¿Has oído hablar de la Distimia?

distimia

La distimia forma parte de los Trastornos Depresivos y se confunde a menudo con la depresión, pero la diferencia entre ambas radica en que la primera se prolonga en el tiempo, y es por ello, que afecta de una manera más seria. Por ese motivo, para poder distinguirlas tendremos que basarnos en la cronicidad, la persistencia y la gravedad de los síntomas.

Características principales

Como hemos mencionado anteriormente, la distimia muestra una sintomatología muy parecida a la de la depresión. La gran diferencia se encuentra en la gravedad de sus síntomas y cómo evolucionan.

En cuanto a la gravedad de los síntomas, podemos decir que en la distimia suelen ser leves o moderados, comparados con la depresión. Así como, no existe una alteración notoria en las relaciones sociales, laborales o familiares.

La manera en la que evoluciona suele ser de manera crónica, es decir, no presenta periodos de grandes mejoras sino que es estable en el tiempo y tiene una duración de al menos dos años.

Por lo cual, podríamos decir que resulta un tanto complicado realizar una diferenciación ya que ambos trastornos presentan síntomas semejantes como:

Además, debemos añadir a estos síntomas, la dificultad de determinar cuándo fue su inicio, la duración, la persistencia y la gravedad de los mismos.

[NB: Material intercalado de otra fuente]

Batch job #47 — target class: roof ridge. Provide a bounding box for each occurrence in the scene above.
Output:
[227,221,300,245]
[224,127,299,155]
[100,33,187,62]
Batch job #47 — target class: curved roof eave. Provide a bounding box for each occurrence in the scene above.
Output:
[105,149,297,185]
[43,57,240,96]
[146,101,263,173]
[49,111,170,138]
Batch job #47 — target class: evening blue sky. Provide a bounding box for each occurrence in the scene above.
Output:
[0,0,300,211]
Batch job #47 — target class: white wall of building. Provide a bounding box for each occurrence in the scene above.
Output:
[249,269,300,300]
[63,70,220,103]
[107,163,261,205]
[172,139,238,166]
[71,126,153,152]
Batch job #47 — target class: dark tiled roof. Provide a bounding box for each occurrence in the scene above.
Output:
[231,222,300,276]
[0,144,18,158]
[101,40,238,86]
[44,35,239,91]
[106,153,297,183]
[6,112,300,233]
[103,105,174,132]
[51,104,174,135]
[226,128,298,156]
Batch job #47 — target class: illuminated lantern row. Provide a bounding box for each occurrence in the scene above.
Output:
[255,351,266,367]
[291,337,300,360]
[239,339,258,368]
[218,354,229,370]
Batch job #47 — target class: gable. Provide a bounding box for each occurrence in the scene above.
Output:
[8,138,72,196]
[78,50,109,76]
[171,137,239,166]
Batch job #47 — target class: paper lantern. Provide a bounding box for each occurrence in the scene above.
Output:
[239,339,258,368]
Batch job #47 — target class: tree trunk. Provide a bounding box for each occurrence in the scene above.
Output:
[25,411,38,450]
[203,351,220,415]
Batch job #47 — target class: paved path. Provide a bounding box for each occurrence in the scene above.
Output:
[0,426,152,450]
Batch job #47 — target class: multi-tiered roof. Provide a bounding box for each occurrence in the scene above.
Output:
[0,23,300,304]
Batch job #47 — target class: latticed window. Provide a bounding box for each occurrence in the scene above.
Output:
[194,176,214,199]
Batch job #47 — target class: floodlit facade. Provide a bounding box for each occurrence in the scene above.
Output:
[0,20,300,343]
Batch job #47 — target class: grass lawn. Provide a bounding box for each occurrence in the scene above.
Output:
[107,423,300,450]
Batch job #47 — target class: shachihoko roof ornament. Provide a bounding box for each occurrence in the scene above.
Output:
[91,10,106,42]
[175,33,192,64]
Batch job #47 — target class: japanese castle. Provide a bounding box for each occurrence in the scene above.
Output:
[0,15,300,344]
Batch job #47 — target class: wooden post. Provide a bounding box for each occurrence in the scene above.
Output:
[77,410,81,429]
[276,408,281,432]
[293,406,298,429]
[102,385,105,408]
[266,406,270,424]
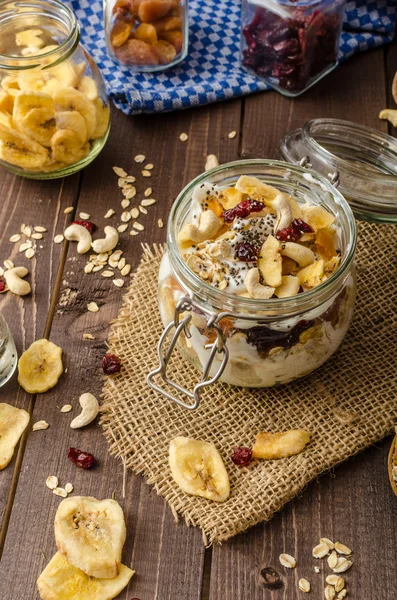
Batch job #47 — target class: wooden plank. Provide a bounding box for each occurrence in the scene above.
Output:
[209,50,397,600]
[0,168,78,536]
[0,96,241,600]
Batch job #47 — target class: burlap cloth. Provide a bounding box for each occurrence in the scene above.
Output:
[101,224,397,544]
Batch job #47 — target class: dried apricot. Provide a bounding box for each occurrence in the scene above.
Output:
[116,40,159,65]
[160,31,183,54]
[134,23,157,44]
[138,0,172,23]
[152,17,182,35]
[110,21,132,48]
[153,40,176,65]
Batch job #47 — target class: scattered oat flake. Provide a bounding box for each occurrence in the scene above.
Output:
[278,554,296,569]
[45,475,59,490]
[32,421,49,431]
[113,167,127,177]
[83,333,95,340]
[298,577,310,593]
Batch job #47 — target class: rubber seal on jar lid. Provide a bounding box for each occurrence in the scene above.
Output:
[280,119,397,223]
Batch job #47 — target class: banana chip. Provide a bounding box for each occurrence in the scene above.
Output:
[18,339,63,394]
[54,496,126,579]
[169,437,230,502]
[0,402,30,471]
[37,552,135,600]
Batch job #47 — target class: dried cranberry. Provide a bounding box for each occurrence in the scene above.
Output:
[72,221,96,233]
[261,567,283,590]
[222,198,265,223]
[232,446,252,467]
[68,448,95,469]
[234,242,260,262]
[102,354,121,375]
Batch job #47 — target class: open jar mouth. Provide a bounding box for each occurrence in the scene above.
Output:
[167,159,357,316]
[281,119,397,222]
[0,0,80,72]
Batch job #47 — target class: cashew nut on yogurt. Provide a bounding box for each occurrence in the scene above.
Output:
[4,267,31,296]
[92,225,119,254]
[64,223,92,254]
[70,392,99,429]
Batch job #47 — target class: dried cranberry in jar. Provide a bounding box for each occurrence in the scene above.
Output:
[68,448,96,469]
[232,446,252,467]
[102,354,121,375]
[71,221,96,233]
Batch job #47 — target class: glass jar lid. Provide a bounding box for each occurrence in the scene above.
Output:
[280,119,397,223]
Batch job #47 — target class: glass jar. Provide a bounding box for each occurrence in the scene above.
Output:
[241,0,345,97]
[148,160,356,408]
[105,0,189,72]
[281,119,397,223]
[0,313,18,387]
[0,0,110,179]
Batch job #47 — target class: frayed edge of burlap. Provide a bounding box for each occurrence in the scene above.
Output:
[101,226,397,546]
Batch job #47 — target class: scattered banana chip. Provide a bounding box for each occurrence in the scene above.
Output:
[0,402,30,471]
[169,437,230,502]
[37,552,135,600]
[54,496,126,580]
[252,429,310,460]
[18,339,63,394]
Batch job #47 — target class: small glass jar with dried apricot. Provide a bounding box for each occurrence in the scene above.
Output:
[0,0,110,179]
[105,0,189,71]
[149,160,356,408]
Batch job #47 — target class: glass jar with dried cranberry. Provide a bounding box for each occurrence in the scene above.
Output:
[148,159,356,408]
[105,0,189,72]
[241,0,346,96]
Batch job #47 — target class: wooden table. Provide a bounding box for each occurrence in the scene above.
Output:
[0,46,397,600]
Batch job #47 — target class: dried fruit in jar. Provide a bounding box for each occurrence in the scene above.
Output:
[37,552,134,600]
[18,339,63,394]
[0,402,30,471]
[252,429,310,460]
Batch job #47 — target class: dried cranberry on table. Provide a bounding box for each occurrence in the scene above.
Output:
[71,221,96,233]
[232,446,252,467]
[68,448,96,469]
[102,354,121,375]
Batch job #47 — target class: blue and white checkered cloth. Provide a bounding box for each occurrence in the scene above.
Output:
[65,0,397,115]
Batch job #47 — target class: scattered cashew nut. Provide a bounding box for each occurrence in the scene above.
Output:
[178,210,222,244]
[70,392,99,429]
[64,223,92,254]
[280,242,316,267]
[92,225,119,254]
[270,193,293,233]
[4,267,31,296]
[245,267,275,300]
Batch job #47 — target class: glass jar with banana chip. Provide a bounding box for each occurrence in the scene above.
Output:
[0,0,110,179]
[148,160,356,408]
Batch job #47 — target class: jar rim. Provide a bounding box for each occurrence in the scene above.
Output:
[167,159,357,314]
[0,0,80,72]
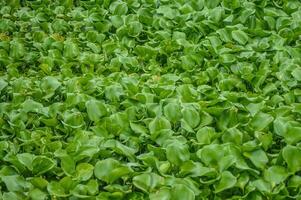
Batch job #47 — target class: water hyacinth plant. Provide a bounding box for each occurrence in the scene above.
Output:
[0,0,301,200]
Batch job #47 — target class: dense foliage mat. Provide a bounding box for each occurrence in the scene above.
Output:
[0,0,301,200]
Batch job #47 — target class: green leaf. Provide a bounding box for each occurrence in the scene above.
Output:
[264,166,288,185]
[164,103,182,123]
[86,100,107,122]
[166,142,190,165]
[231,30,249,45]
[250,112,274,131]
[282,145,301,173]
[182,108,201,128]
[215,171,237,193]
[148,116,171,134]
[292,67,301,81]
[75,163,94,181]
[32,156,56,175]
[133,173,164,192]
[94,158,132,183]
[244,149,269,169]
[171,184,195,200]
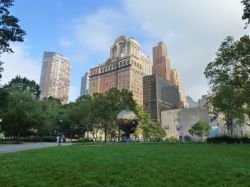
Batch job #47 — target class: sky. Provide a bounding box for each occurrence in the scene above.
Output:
[0,0,250,101]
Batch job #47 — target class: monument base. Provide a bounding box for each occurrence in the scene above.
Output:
[121,134,132,142]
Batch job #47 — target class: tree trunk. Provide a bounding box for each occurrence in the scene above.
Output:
[17,132,21,143]
[104,126,107,142]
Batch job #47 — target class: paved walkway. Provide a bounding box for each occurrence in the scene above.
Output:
[0,142,72,154]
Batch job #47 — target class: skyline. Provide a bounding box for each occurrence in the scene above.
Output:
[1,0,249,101]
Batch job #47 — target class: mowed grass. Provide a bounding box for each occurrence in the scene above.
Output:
[0,144,250,187]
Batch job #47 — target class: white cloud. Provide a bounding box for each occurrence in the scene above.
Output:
[59,38,72,48]
[123,0,249,100]
[69,85,80,102]
[62,0,249,100]
[72,8,128,52]
[1,44,41,84]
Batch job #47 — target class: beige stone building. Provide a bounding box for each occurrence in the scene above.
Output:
[40,51,70,104]
[152,42,188,108]
[89,36,151,104]
[170,69,189,108]
[152,42,171,81]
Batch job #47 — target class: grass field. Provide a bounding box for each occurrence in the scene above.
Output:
[0,144,250,187]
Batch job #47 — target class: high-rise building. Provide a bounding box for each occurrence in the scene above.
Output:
[80,72,89,96]
[187,96,199,108]
[89,36,151,104]
[143,75,180,122]
[40,51,70,104]
[170,69,188,108]
[198,95,208,110]
[152,42,171,81]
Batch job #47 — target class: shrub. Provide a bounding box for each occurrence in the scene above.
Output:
[206,136,250,144]
[184,135,192,142]
[165,136,178,143]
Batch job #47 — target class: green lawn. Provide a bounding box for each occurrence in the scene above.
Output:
[0,144,250,187]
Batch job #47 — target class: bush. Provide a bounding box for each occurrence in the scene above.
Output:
[184,135,192,142]
[206,136,250,144]
[165,136,178,143]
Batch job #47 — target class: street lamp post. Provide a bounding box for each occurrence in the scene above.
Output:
[58,119,63,145]
[0,118,3,132]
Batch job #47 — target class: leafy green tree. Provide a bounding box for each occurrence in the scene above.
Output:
[3,91,43,142]
[241,0,250,28]
[204,36,250,136]
[188,120,211,140]
[4,76,41,99]
[37,97,61,136]
[0,0,25,80]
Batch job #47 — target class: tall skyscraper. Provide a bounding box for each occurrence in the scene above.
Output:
[80,72,89,96]
[143,75,180,122]
[152,42,171,81]
[89,36,151,104]
[40,51,70,104]
[170,69,188,108]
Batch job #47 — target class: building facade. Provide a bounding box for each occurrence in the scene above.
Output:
[40,51,70,104]
[80,72,89,96]
[161,108,210,141]
[152,42,188,108]
[152,42,171,81]
[170,69,189,108]
[89,36,151,105]
[143,75,180,122]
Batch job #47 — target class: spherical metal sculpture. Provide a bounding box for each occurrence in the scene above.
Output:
[117,109,138,141]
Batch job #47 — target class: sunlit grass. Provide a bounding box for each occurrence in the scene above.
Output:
[0,144,250,186]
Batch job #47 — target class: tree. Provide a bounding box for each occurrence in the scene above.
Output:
[36,97,61,136]
[0,0,25,80]
[204,36,250,136]
[188,120,211,141]
[3,91,43,142]
[4,76,41,99]
[241,0,250,28]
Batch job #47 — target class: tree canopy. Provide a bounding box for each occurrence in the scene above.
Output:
[4,76,41,99]
[204,36,250,135]
[241,0,250,28]
[0,0,25,80]
[188,120,211,140]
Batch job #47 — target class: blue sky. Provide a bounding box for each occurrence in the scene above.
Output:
[1,0,250,100]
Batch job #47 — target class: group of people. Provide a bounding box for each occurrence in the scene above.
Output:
[56,135,66,144]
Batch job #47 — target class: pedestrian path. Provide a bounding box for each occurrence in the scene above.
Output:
[0,142,72,154]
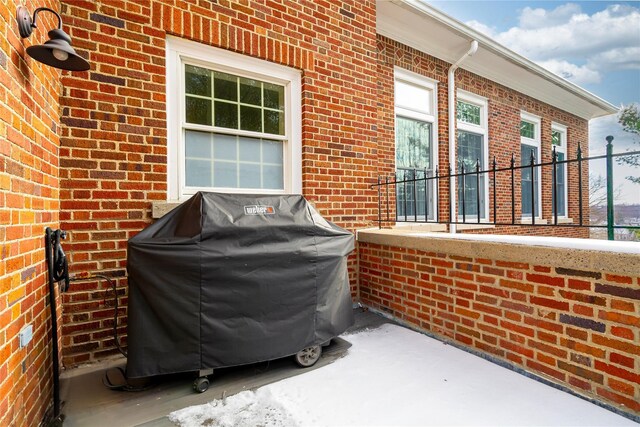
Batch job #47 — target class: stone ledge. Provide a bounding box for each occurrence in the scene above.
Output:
[151,202,182,219]
[357,229,640,276]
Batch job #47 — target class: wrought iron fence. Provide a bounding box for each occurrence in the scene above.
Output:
[372,137,640,240]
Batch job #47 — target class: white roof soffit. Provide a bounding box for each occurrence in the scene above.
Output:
[376,0,618,120]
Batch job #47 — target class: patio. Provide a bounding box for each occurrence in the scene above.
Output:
[62,309,636,426]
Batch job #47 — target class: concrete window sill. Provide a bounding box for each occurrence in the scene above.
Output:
[151,202,182,219]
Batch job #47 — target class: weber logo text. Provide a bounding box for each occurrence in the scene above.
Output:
[244,205,276,215]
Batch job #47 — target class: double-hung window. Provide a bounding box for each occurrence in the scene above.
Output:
[520,112,541,218]
[167,37,301,200]
[551,123,567,218]
[394,68,438,221]
[456,90,488,220]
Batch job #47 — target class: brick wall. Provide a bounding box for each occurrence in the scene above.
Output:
[0,0,61,426]
[358,233,640,416]
[60,0,377,366]
[377,36,589,238]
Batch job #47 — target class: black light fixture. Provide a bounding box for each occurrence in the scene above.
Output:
[16,6,90,71]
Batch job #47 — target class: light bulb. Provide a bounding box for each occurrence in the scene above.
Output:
[51,49,69,61]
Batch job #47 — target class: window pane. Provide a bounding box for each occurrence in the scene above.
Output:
[213,134,238,162]
[520,144,540,217]
[184,65,211,97]
[240,77,262,106]
[240,163,261,188]
[240,105,262,132]
[262,140,282,165]
[238,138,260,163]
[185,96,211,126]
[215,101,238,129]
[185,130,211,159]
[456,101,480,126]
[458,131,485,219]
[264,83,284,110]
[264,110,284,135]
[185,159,212,187]
[396,117,431,169]
[395,80,432,114]
[213,162,238,188]
[213,71,238,101]
[262,165,284,190]
[551,152,567,216]
[520,120,536,139]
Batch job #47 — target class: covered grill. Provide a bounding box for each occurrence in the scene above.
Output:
[127,192,354,378]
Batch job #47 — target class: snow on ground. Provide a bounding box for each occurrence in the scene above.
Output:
[169,325,638,427]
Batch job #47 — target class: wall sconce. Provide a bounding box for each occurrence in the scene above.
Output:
[16,6,91,71]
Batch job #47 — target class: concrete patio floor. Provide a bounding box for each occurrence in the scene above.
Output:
[62,309,633,427]
[60,309,391,427]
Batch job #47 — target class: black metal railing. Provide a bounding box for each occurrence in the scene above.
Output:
[372,137,640,240]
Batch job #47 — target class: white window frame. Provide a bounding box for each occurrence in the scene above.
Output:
[456,89,489,222]
[393,67,439,222]
[518,111,542,220]
[166,36,302,201]
[551,122,569,218]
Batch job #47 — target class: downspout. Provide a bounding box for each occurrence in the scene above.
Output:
[447,40,478,234]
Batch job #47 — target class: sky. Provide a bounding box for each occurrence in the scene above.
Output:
[427,0,640,203]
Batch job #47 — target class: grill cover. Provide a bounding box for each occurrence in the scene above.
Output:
[127,192,354,378]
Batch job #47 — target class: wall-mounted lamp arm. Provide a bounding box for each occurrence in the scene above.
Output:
[31,7,62,30]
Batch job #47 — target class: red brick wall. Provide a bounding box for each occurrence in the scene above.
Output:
[358,240,640,416]
[377,36,589,238]
[0,0,61,426]
[60,0,377,366]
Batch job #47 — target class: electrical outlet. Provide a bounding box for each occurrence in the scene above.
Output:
[18,325,33,348]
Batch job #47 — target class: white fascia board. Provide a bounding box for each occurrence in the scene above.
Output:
[376,0,618,120]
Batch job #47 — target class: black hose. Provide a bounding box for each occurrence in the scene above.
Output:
[71,274,127,357]
[44,227,69,423]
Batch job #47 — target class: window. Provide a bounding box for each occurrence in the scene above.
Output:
[456,91,488,220]
[551,123,567,217]
[520,112,541,218]
[394,69,437,220]
[167,37,302,200]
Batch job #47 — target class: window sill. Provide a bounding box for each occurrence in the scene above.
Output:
[550,217,573,224]
[520,218,560,225]
[456,223,496,231]
[393,222,447,232]
[151,202,182,219]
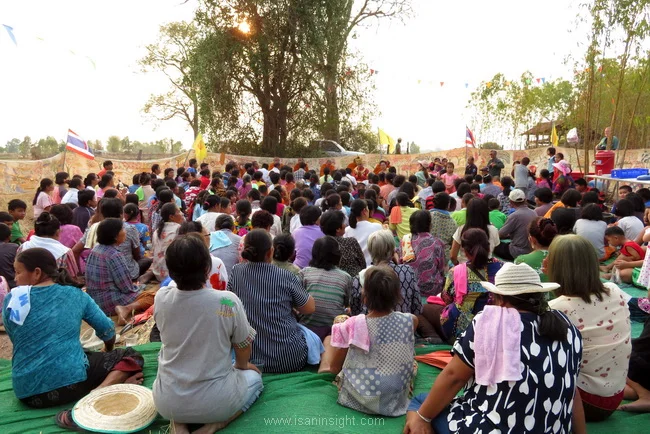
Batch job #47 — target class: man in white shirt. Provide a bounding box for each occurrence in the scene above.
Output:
[345,167,357,186]
[61,178,84,205]
[258,163,271,185]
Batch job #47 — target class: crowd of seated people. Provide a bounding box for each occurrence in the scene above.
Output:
[0,148,650,433]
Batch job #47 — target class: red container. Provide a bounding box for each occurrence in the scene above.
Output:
[594,151,616,175]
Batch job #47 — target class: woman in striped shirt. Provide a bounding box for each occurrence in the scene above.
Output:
[299,236,352,339]
[227,229,322,373]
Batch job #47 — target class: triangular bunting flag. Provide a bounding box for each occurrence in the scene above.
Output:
[2,24,18,47]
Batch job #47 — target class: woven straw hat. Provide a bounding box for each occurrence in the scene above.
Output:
[72,384,158,433]
[481,262,560,295]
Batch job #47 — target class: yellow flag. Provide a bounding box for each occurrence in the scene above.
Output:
[192,134,208,161]
[379,128,395,154]
[551,125,559,146]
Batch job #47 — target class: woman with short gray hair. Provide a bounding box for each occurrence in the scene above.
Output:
[350,230,422,315]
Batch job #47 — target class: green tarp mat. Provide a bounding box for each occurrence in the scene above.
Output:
[0,343,650,434]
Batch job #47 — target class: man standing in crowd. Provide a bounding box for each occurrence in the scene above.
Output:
[465,156,478,176]
[488,151,505,178]
[97,160,113,179]
[546,146,557,173]
[596,127,618,151]
[494,188,537,261]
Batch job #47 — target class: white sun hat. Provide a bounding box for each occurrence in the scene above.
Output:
[481,262,560,295]
[72,384,158,433]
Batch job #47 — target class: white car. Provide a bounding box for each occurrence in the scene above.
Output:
[309,140,364,157]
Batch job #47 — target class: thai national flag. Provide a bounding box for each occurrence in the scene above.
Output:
[465,127,476,148]
[65,130,95,160]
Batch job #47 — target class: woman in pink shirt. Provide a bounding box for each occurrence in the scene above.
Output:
[440,162,458,194]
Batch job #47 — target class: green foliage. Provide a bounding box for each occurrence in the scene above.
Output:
[106,136,122,153]
[478,142,503,151]
[18,136,32,158]
[468,71,575,148]
[139,22,200,137]
[140,0,410,155]
[0,138,20,154]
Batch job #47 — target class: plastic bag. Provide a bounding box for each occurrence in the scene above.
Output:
[566,128,580,145]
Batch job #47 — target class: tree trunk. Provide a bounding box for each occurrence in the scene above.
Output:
[584,47,596,176]
[192,101,199,139]
[262,107,280,156]
[323,67,341,143]
[619,60,650,169]
[607,33,632,151]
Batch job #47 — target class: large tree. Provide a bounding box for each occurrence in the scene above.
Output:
[305,0,411,141]
[139,22,200,137]
[193,0,311,154]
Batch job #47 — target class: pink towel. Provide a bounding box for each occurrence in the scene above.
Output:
[454,263,467,304]
[388,206,402,225]
[331,315,370,352]
[427,295,447,306]
[474,306,522,386]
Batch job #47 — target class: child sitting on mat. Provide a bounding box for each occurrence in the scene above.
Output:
[600,226,645,279]
[319,266,418,416]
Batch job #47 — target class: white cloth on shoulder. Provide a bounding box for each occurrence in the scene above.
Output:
[7,285,32,325]
[474,306,523,386]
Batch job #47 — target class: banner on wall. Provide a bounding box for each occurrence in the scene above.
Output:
[0,147,650,195]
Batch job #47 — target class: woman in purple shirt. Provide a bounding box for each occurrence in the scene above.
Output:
[293,205,325,268]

Principales síntomas de la Distimia

En la distimia se presenta un estado de ánimo depresivo la mayor parte del día casi todos los días, produciéndose esto durante al menos un periodo de dos años.

Todos en alguna etapa de nuestra vida podemos sentirnos especialmente tristes, pero para saber si realmente estamos sufriendo distimia, podemos realizar un balance de esos periodos y si estos sentimientos duran años e interfieren en nuestras relaciones o actividades diarias, es distimia.

Síntomas más comunes

  • Pérdida de interés
  • Sentirse triste o deprimido
  • Desesperación
  • Falta de energía
  • Fatiga
  • Baja autoestima
  • Dificultad para concentrarse
  • Dificultad para tomar decisiones
  • Autocrítica
  • Rabia excesiva
  • Disminución de la productividad
  • Evitar situaciones sociales
  • Sentimientos de culpa
  • Cambios de apetito
  • Problemas de sueño

Tratamiento

En el tratamiento de la distimia es fundamental la terapia psicológica, así como poder complementarla con la medicación. La combinación de ambos, suele ser la manera más eficaz de poder superarla.

Mediante la psicoterapia se analizarían los problemas que existen a nivel funcional que afectan a las relaciones sociales y familiares o que reducen de manera significativa el rendimiento laboral o académico. Esto se realiza, ya que las personas que sufren distimia ven deterioradas sus áreas interpersonales, debido a la cronicidad de este trastorno.